Prévention : Le repérage précoce : une méthode qui a fait ses preuves

L’enquête | publié le : 31.01.2017 | V. L.

En avril prochain, un programme de formation de formateurs débutera afin de relancer la méthode « repérage précoce et intervention brève », déjà pratiquée dans certains services de santé au travail, avec efficacité.

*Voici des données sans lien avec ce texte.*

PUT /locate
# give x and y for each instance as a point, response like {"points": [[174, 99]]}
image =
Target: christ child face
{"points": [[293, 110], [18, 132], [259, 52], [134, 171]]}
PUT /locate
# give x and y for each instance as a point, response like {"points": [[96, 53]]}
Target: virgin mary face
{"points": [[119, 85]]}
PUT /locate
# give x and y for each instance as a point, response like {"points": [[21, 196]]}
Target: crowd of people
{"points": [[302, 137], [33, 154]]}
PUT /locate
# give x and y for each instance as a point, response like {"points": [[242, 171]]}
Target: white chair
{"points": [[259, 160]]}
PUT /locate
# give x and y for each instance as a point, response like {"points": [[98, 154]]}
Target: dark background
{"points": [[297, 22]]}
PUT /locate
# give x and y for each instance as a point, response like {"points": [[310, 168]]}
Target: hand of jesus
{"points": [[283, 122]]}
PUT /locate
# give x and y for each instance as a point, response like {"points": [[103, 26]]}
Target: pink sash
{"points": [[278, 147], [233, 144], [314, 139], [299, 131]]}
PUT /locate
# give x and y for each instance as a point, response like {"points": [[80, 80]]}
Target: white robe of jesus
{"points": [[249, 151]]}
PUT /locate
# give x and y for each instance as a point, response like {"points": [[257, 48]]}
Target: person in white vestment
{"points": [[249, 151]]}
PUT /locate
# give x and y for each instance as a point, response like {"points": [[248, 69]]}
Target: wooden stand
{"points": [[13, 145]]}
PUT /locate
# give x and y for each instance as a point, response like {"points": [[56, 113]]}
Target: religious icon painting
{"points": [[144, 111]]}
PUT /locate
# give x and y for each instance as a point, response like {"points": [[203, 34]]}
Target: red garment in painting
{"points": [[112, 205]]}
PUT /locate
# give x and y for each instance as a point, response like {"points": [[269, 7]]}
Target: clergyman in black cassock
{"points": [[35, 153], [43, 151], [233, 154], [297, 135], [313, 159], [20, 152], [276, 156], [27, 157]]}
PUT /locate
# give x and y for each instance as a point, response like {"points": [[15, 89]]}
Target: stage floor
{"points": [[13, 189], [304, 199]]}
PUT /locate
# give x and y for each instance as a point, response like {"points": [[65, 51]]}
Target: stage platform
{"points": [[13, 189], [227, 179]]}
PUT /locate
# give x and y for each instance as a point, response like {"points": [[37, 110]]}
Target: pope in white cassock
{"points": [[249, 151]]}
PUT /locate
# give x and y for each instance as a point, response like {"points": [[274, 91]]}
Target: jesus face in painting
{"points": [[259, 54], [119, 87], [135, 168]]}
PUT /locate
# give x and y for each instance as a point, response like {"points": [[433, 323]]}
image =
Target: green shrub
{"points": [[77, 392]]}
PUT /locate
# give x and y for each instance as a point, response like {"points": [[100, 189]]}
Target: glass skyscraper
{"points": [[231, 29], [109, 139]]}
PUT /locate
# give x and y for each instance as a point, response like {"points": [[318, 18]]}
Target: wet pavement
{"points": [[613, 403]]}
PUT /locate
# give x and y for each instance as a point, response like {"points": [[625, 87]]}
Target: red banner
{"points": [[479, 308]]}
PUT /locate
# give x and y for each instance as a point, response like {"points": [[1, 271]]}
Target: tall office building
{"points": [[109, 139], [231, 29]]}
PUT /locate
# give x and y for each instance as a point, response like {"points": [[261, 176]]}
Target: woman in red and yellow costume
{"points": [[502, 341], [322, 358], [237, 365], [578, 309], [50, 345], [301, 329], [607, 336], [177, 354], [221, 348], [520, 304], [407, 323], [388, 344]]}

« En 2007, nous avions lancé sous l’égide du docteur Philippe Michaud, médecin addictologue, un travail expérimental sur l’efficacité du repérage précoce et de l’intervention brève “alcool” en santé au travail, rappelle Gérald Demortière, médecin coordinateur à l’Ametif santé au travail, (service interentreprises, Val-d’Oise). Et nous l’avions démontrée, avec la participation de 150 médecins sur tout le territoire et sur la base de 33 488 salariés interrogés : une fois sur deux, nous avons aidé la personne identifiée comme ayant des consommations à risque, à passer dans la catégorie des personnes à faible risque. »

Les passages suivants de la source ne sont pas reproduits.